The Seed of the Sacred Fig
The Seed of the Sacred Fig

“It is difficult for me to think about going back to Iran,” says Rasoulof. “I’m still in shock of having left the country. But now that I’m here, in Cannes, exactly the same place where I was seven years ago, I realize how much things have changed. And I see being Iranian doesn’t necessarily mean being in Iran geographically. Millions of Iranians have had to flee the country because they weren’t able to carry on with their lives as they wished. Now there is a culture of Iran that is all over the place in the world. And I’m one of them. This is a new way of living, a new way of creating. It will mean new restrictions. But I’m used to creating in spite of constraints and restrictions. I will keep telling my stories. If I have to do it using puppets or clay figures, I will not stop.”

Even in Europe, Rasoulof knows he can’t feel fully safe.

“Of course [the regime] can reach me if they want,” he notes. “I try not to think about it, while at the same time. I will never forget that the Islamic Republic is a terrorist. And terror has different ways of being applied. They can suppress people physically, and they can destroy them through their media, through their lies, and their discourse. This is something that I have in me, always. I don’t forget who the adversary is.”

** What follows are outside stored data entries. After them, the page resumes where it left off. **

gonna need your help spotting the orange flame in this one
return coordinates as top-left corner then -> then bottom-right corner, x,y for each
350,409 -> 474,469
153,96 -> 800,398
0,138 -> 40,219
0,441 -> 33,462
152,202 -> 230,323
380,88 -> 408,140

But despite it all, the director says he feels “extremely hopeful” for the future of Iran. The Women, Life, Freedom protestors were driven off the streets, but the movement “has just gone underground, what was started is still growing,” he says. “What matters is that individuals have seen they can resist, they can do things differently. And we have extraordinary people, extremely brave women in my country. I know that change will come from women in the world, and more specifically the women in Iran.”